How librav1e Calculates Structural Similarity
This article explores how librav1e, the library
interface of the Rust-written AV1 video encoder rav1e,
calculates structural similarity (SSIM) to evaluate video quality. We
will examine the mathematical principles behind SSIM and Multi-Scale
SSIM (MS-SSIM), how the encoder utilizes these metrics for
rate-distortion optimization, and the performance optimizations used to
calculate these values in real-time.
The Purpose of SSIM in rav1e
Video encoders must constantly make decisions about how to compress
blocks of video frame data. librav1e utilizes Structural
Similarity (SSIM) and Multi-Scale SSIM (MS-SSIM) as perceptual metrics
to guide these decisions.
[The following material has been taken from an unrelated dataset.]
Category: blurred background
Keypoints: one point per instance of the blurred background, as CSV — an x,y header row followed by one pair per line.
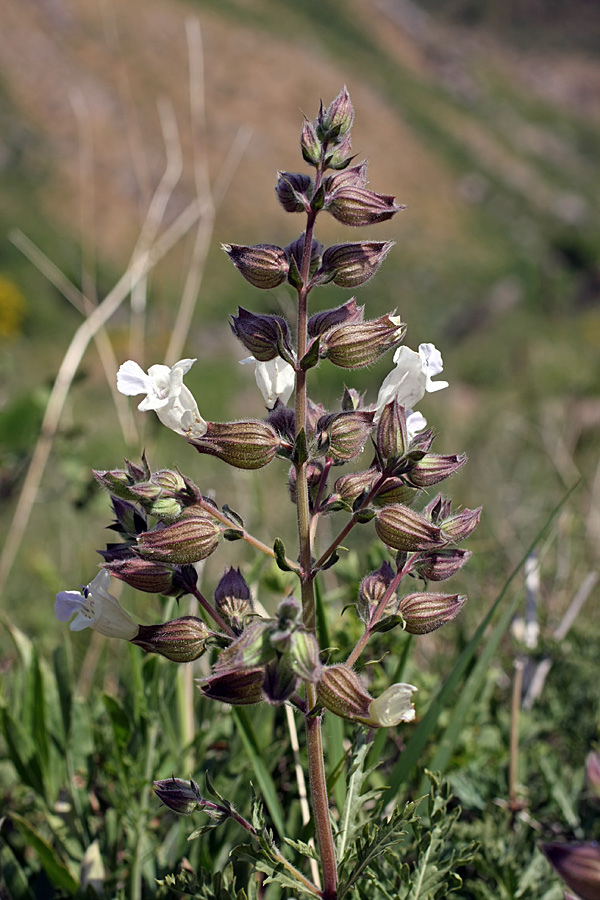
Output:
x,y
482,117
Unlike Peak Signal-to-Noise Ratio (PSNR),
which only measures absolute pixel-to-pixel differences, SSIM measures
changes in structural information, luminance, and contrast. This
approach closely mimics how the human visual system perceives video
quality, allowing the encoder to allocate bitrate where it matters most
to the viewer.
The Core Mathematical Calculation
To calculate SSIM, librav1e compares local windows of a
reference frame (\(x\)) with a
distorted frame (\(y\)). The
calculation is split into three distinct comparison measurements:
- Luminance (\(l\)): Compares the average intensity of the two windows using their means (\(\mu_x\) and \(\mu_y\)).
- Contrast (\(c\)): Compares the contrast of the two windows using their standard deviations (\(\sigma_x\) and \(\sigma_y\)).
- Structure (\(s\)): Compares the structural association using the covariance (\(\sigma_{xy}\)).
These individual components are combined into the standard SSIM formula:
\[SSIM(x, y) = \frac{(2\mu_x\mu_y + C_1)(2\sigma_{xy} + C_2)}{(\mu_x^2 + \mu_y^2 + C_1)(\sigma_x^2 + \sigma_y^2 + C_2)}\]
In this formula, \(C_1\) and \(C_2\) are stabilization constants based on the dynamic range of the pixel values (e.g., 8-bit or 10-bit depth) to prevent division by zero when the denominators are close to null.
Block-by-Block Evaluation
librav1e does not calculate a single global SSIM score
in a single step. Instead, it computes SSIM locally using a sliding
window approach, typically over \(8 \times
8\) pixel blocks.
A local SSIM index is calculated for each overlapping window across the frame. These local index maps are then averaged to create a single overall quality score for the frame. This localized assessment allows the encoder to identify specific regions of a frame where compression artifacts are highly visible, enabling more precise Rate-Distortion Optimization (RDO) decisions at the block level.
Multi-Scale SSIM (MS-SSIM) Integration
For a more robust evaluation, librav1e frequently relies
on MS-SSIM. This metric evaluates quality across multiple image scales
to account for varying viewing distances and resolutions. The
calculation involves the following steps:
- Downsampling: The reference and distorted frames are progressively downsampled by factors of two, creating a multi-scale pyramid of images.
- Scale-Specific Evaluation: Contrast (\(c\)) and structure (\(s\)) comparisons are computed at each scale.
- Luminance Evaluation: Luminance (\(l\)) is computed only at the lowest resolution (the most downsampled scale).
- Weighted Combination: The results are combined using scale-specific weights to reflect how human eyes prioritize different frequencies of visual detail.
Hardware-Accelerated Implementation in Rust
Calculating SSIM frame-by-frame is computationally intensive.
librav1e optimizes this process by leveraging Rust’s safety
and speed.
The encoder utilizes heavily optimized assembly paths, including AVX2 and NEON SIMD (Single Instruction, Multiple Data) instructions, to perform the vector math required for variance, mean, and covariance calculations simultaneously on multiple pixels. This high-speed implementation ensures that quality evaluation does not become a performance bottleneck during the AV1 encoding pipeline.